RocketChat / feature-requests

This repository is used to track Rocket.Chat feature requests and discussions. Click here to open a new feature request.
21 stars 9 forks source link

Allow direct upload to S3 #653

Open jhmk opened 5 years ago

jhmk commented 5 years ago

Is your feature request related to a problem? Please describe. When using Multi-Zone deployment of Rocket.Chat with one S3 Bucket then uploading a file can be very slow because it is routed through the primary MongoDB and not the nearest RC instance.

Example: User in UK, Primary DB in Sydney, S3 in EU, RC Instances in UK/EU/Sydney. User is connected to the RC Instance in UK, because it is the nearest one, but file uploading is routed through Sydney which makes it very slow. User UK -> RC Instance in UK -> DB in Sydney -> S3 Bucket in EU

From my Servers & Docker Containers I have an Upload to S3 from about 15-60 MB/s. Between my Server I can transmit files with 40-600 Mbits/sec. For my test I used the same library as RC is using (aws-sdk/clients/s3). When I uploading a file on Rocket.Chat the upload speed is about 100-300 KB/s. This is 0.5% of the normal speed. Even when I remove the instance in AU it wont get faster.
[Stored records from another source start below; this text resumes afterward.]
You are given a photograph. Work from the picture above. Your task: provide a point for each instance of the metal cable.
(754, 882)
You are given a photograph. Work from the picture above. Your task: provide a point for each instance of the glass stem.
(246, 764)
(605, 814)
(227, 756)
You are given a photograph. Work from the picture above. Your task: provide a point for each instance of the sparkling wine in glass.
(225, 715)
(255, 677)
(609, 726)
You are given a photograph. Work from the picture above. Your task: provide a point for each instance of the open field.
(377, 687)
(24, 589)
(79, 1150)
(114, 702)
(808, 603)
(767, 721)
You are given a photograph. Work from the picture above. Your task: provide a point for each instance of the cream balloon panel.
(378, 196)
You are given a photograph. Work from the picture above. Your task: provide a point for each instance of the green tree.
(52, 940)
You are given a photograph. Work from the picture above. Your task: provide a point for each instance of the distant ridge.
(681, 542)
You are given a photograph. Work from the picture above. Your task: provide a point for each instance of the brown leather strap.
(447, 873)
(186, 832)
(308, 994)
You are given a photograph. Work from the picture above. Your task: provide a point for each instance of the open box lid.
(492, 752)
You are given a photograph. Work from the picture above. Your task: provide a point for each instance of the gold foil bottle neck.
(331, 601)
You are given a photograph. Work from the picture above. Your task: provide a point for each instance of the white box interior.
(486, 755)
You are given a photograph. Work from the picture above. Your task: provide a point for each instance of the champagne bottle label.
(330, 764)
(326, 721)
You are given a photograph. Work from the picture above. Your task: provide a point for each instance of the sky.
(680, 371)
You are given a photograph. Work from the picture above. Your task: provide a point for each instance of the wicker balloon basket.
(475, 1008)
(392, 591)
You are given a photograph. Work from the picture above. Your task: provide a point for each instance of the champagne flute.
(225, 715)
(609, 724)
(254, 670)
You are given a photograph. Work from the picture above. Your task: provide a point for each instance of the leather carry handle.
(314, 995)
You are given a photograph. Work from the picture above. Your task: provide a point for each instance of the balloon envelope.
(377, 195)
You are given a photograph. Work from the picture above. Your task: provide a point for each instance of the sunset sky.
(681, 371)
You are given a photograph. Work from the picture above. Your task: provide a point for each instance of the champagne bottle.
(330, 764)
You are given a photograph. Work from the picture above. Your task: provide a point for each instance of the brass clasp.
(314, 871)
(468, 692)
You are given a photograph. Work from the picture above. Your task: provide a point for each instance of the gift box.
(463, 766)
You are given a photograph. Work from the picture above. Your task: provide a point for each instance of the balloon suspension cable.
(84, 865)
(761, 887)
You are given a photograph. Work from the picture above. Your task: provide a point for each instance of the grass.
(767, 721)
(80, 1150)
Describe the solution you'd like Direct uploading the File through the RC Instance the User is connected to and not the one with the Primary DB or make S3 uploading faster.

rc-uploading

Other Tickets about this Issue: https://github.com/RocketChat/Rocket.Chat/issues/7857

https://github.com/RocketChat/Rocket.Chat/issues/7524

https://github.com/RocketChat/Rocket.Chat/issues/1519

jhmk commented 5 years ago

For the ones who are interesting here some more Stats: Upload to a normal S3 Bucket in Frankfurt: I also tested the speed form the Docker Container that runs Rocket.Chat but there was just 1-2% difference

AWS Server in Germany: 5.00M --.-KB/s in 0.05s 10.00M --.-KB/s in 0.1s
100.00M 59.5MB/s in 1.7s 500.00M 49.1MB/s in 10s

AWS Server in UK: 5.00M 7.15MB/s in 0.7s 10.00M 7.27MB/s in 1.4s
100.00M 8.04MB/s in 12s 500.00M 7.41MB/s in 68s

AWS Server in Australia: 5.00M 833KB/s in 12s 10.00M 1.92MB/s in 12s 100.00M 5.56MB/s in 30s 500.00M 5.54MB/s in 2m 9s

To a S3 Bucket in Frankfurt with Acceleration: AWS Server in Germany: 5.00M --.-KB/s in 0.08s 10.00M 53.7MB/s in 0.2s
100.00M 67.8MB/s in 1.5s 500.00M 53.1MB/s in 9.1s

AWS Server in UK: 5.00M --.-KB/s in 0.09s
10.00M 53.5MB/s in 0.2s 100.00M 46.9MB/s in 2.1s
500.00M 66.4MB/s in 9.3s

AWS Server in Australia: 5.00M 3.50MB/s in 1.4s 10.00M 4.42MB/s in 2.3s 100.00M 17.0MB/s in 7.6s
500.00M 14.8MB/s in 33s

iPerf 3 traffic test between t3.medium Server in AWS: I also tested the speed form the Docker Container that runs Rocket.Chat but there was just 1-5% difference

Germany <-> UK: 613 Mbits/sec Germany <-> Australia: 37.6 Mbits/sec UK <-> Australia: 40.0 Mbits/sec Germany <-> Germany: 962 Mbits/sec Hetzner Server Germany -> AWS UK = 819 Mbits/sec Hetzner Server Germany -> AWS Germany = 1.24 Gbits/sec

jhmk commented 5 years ago

It turns out that uploading is faster when you uploading multiple files at the same time

geekgonecrazy commented 5 years ago

Meant to reply to this a bit sooner.

We actually used to use a library called slingshot that would allow clients to upload directly to s3.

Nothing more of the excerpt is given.